Denn Kommunikation zwischen verschiedenartigen Wesen funktioniert nicht einfach besser durch diese direkte biologische Verbindung, sie funktioniert letztlich NUR dadurch. Das zeigt sich am deutlichsten gerade im Grundplot: Wissenschaftler versuchen mit den „Eingeborenen“ in Kontakt zu treten, mit ihnen zu kommunizieren. Das gelingt jedoch nur in dem sie Avatare, sprich: geklonte Na’vi-Körper benutzen. Erst durch die biologische Gleichartigkeit wird Kommunikation und Freundschaft möglich. Wo sich andere Filme bemühen, genau diesen Konflikt der Konfrontation von zwei Andersartigkeiten und ihre Annäherung zu beschreiben, treibt „Avatar“ die Methode der ethnologischen „teilnehmenden Beobachtung“ in die biologistische Absurdität: Zwar wird der GI Jake Sully in die Riten und Gebräuche der Na’vi eingeführt, Grundlage dafür ist jedoch seine biologische Gleichheit. Dieser Aufhebung jeglicher auch mythischen Zeichenhaftigkeit folgt auch die mythische Landschaft, wie sie Cameron zeichnet: So ist der Ahnenkult nicht teil von Ritualen, von schamanistischen Prozeduren des Erkennens in der Natur, sondern der Draht zu den Ahnen kann direkt über Seelenbäume hergestellt werden, die wie Anrufbeantworter aus der Vergangenheit abgehört werden können. Auch die Naturgöttin Eywa wird als immanentes Wesen gedacht, sie ist nicht eine mythische Überhöhung des Ökosystems, ein personalisiertes Wesen, sondern das Ökosystem selbst.

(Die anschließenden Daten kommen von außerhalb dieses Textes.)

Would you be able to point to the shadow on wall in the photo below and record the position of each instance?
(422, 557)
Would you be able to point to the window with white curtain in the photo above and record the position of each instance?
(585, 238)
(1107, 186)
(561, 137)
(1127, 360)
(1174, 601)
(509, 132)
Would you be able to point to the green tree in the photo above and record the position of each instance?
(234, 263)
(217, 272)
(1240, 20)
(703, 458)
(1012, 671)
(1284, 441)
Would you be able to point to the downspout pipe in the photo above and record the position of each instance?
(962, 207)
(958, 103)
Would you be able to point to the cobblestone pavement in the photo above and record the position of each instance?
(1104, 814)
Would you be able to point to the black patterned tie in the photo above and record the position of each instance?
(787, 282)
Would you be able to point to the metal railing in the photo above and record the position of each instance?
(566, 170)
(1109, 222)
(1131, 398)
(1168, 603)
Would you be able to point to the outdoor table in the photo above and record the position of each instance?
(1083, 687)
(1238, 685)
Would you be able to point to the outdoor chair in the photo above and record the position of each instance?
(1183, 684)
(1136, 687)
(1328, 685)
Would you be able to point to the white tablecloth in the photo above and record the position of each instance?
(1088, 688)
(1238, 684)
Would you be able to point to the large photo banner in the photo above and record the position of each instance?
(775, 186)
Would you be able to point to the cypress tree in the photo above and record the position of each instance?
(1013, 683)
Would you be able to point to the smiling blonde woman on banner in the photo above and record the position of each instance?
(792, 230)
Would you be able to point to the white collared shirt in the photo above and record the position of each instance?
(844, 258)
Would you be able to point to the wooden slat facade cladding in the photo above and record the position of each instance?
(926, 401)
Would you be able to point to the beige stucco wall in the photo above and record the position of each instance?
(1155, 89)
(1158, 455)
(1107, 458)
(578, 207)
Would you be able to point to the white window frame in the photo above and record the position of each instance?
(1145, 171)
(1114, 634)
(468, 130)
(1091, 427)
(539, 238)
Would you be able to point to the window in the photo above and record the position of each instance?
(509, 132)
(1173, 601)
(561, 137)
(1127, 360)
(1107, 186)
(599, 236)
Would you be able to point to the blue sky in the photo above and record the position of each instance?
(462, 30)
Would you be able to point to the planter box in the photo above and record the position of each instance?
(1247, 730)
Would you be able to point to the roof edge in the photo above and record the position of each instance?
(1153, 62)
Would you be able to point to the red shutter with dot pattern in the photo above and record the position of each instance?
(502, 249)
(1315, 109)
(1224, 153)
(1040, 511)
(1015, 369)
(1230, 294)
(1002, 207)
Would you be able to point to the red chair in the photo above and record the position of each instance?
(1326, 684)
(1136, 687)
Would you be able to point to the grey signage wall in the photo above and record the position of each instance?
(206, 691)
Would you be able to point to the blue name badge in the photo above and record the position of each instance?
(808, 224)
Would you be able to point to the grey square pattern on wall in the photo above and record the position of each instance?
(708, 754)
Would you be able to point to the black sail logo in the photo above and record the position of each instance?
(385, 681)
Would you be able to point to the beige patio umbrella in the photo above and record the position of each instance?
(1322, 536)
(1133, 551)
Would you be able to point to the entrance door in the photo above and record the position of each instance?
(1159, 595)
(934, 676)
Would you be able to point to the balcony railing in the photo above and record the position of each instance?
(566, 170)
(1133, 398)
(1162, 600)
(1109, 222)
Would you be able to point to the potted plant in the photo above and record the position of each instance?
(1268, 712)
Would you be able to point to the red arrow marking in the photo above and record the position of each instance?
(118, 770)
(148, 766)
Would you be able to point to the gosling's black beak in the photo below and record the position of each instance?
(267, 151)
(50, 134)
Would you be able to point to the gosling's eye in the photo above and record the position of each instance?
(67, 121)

Vor diesem Hintergrund hinterlässt der anti-koloniale Sieg am Ende einen schal-reaktionären Nachgeschmack auf der 3-D-Brille: Denn der kriegerische Kampf der die wenigen spannenden Teile des Films prägt, stellt letztlich die einzige Alternative zur vollkommenen, bis in die biologische Substanz gehende Assimiliation dar. Insofern lässt sich „Avatar“ auch nicht nur als utopisches (und offen gestanden: reichlich altbackenes) Märchen über die Befreiung naturaffiner Urbevölkerungen vor dem kapitalistisch-westlichen Raubbau verstehen, als Votum für mehr Umweltschutz, sondern vor allem auch als pessimistisches Szenario für jegliche interkulturelle Kommunikation: Respekt vor und Verständigung mit dem Anderen kann nur dann möglich sein, wenn man auch bereit ist, kein Anderer mehr zu sein.